PayPal CEO Dan Schulman snared a 37% increase in total compensation last year even as the digital payments company cut its revenue expectations and abandoned a previous growth goal.
Schulman’s total pay package, including salary and stock awards, jumped to $32.1 million for last year, compared to $23.4 million for 2020, according to the company’s proxy statement filed with the Securities and Exchange Commission this week.
The lion’s share of his pay package's value last year derived from $29.9 million in stock awards, according to the April 19 proxy statement. Other than that, his $1.12 million salary rose just 8% over $1.04 million in 2020 and his "other compensation" increased about 10% to $402,857. His non-equity incentive plan compensation decreased to $625,000. In 2020, his compensation of $23.4 million was about 10% lower than in 2019, according to the proxy.

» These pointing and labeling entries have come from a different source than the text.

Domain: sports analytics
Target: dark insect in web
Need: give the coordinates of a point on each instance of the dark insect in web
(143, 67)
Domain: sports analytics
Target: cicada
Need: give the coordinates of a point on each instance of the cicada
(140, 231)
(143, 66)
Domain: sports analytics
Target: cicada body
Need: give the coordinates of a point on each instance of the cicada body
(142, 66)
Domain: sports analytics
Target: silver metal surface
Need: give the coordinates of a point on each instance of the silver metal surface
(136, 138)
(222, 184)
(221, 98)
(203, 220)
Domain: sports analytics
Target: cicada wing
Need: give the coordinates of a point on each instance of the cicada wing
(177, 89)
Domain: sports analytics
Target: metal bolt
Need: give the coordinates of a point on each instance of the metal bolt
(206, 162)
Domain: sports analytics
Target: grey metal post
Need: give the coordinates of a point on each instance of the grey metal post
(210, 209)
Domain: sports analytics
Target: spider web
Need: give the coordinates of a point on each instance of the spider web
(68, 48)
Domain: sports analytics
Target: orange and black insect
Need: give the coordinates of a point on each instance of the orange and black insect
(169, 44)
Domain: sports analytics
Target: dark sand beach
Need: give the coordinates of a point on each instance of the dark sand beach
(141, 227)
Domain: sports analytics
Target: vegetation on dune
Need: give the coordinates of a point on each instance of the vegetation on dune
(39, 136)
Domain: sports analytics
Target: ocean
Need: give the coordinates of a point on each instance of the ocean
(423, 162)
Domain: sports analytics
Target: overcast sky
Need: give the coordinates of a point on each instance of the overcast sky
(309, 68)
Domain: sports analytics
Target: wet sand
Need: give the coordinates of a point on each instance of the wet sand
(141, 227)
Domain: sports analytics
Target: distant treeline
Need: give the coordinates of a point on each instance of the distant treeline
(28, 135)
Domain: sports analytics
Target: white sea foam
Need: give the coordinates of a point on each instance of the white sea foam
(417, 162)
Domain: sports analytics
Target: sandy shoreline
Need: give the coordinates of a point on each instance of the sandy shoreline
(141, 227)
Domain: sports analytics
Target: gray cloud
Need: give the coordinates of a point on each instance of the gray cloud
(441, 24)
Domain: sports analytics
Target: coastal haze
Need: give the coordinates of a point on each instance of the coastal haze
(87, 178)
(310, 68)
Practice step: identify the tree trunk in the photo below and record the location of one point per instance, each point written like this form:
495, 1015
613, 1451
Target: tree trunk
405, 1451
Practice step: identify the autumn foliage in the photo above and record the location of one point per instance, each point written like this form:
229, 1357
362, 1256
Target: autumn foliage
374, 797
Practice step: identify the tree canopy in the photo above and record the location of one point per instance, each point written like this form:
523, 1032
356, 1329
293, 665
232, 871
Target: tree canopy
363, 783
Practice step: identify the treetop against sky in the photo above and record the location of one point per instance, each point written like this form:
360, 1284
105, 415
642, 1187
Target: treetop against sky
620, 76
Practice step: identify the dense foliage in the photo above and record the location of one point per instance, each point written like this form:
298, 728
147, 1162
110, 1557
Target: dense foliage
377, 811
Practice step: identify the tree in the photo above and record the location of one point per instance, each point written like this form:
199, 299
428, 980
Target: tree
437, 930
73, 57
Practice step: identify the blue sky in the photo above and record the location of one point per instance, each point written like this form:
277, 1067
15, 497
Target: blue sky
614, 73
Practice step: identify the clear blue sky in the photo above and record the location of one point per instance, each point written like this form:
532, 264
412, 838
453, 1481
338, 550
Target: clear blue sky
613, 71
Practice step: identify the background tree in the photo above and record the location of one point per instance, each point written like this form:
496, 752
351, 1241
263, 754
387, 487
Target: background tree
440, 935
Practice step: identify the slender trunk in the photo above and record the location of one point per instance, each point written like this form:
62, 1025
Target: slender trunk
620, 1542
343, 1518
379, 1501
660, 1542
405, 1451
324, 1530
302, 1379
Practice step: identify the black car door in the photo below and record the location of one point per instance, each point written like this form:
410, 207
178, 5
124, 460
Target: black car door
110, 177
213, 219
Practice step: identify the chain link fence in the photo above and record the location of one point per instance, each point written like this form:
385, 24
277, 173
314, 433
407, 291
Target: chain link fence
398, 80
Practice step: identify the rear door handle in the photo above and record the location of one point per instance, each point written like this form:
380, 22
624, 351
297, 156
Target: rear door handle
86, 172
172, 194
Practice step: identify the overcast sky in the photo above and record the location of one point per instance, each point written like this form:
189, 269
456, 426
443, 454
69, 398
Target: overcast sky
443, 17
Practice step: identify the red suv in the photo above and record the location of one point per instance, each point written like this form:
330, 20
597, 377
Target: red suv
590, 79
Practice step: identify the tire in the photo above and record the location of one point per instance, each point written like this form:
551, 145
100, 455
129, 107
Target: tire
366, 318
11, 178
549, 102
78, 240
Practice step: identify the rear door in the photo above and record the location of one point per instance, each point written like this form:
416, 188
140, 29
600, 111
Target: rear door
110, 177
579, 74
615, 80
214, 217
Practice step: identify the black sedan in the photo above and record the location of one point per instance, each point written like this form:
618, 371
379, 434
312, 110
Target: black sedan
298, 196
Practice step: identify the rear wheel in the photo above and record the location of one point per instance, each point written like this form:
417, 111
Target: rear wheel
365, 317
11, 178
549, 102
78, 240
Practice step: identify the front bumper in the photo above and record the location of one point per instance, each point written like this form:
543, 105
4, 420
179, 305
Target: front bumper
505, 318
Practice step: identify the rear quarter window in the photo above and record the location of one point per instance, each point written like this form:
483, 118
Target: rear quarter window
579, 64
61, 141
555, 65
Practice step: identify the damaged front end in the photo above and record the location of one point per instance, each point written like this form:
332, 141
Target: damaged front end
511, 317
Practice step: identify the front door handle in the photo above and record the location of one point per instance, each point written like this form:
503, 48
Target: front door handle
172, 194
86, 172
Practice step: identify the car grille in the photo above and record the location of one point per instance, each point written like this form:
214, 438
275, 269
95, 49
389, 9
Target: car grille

Schulman, 64, joined the San Jose, California-based company in 2014 from card company American Express and has led it as CEO since 2015, the proxy said.
The proxy specifically noted that during 2021 Schulman steered the company through the challenges presented by the COVID-19 pandemic; oversaw the addition of several new products, including the roll out of the company’s digital wallet globally; and the expansion of Venmo payment services, including adding cryptocurrency capabilities.
It also said compensation generally was based on a "strong financial and operational performance across key performance metrics following the prior year’s record setting performance." The company’s annual revenue for 2021 rose a whopping 18% to $25.4 billion, but its net income slipped.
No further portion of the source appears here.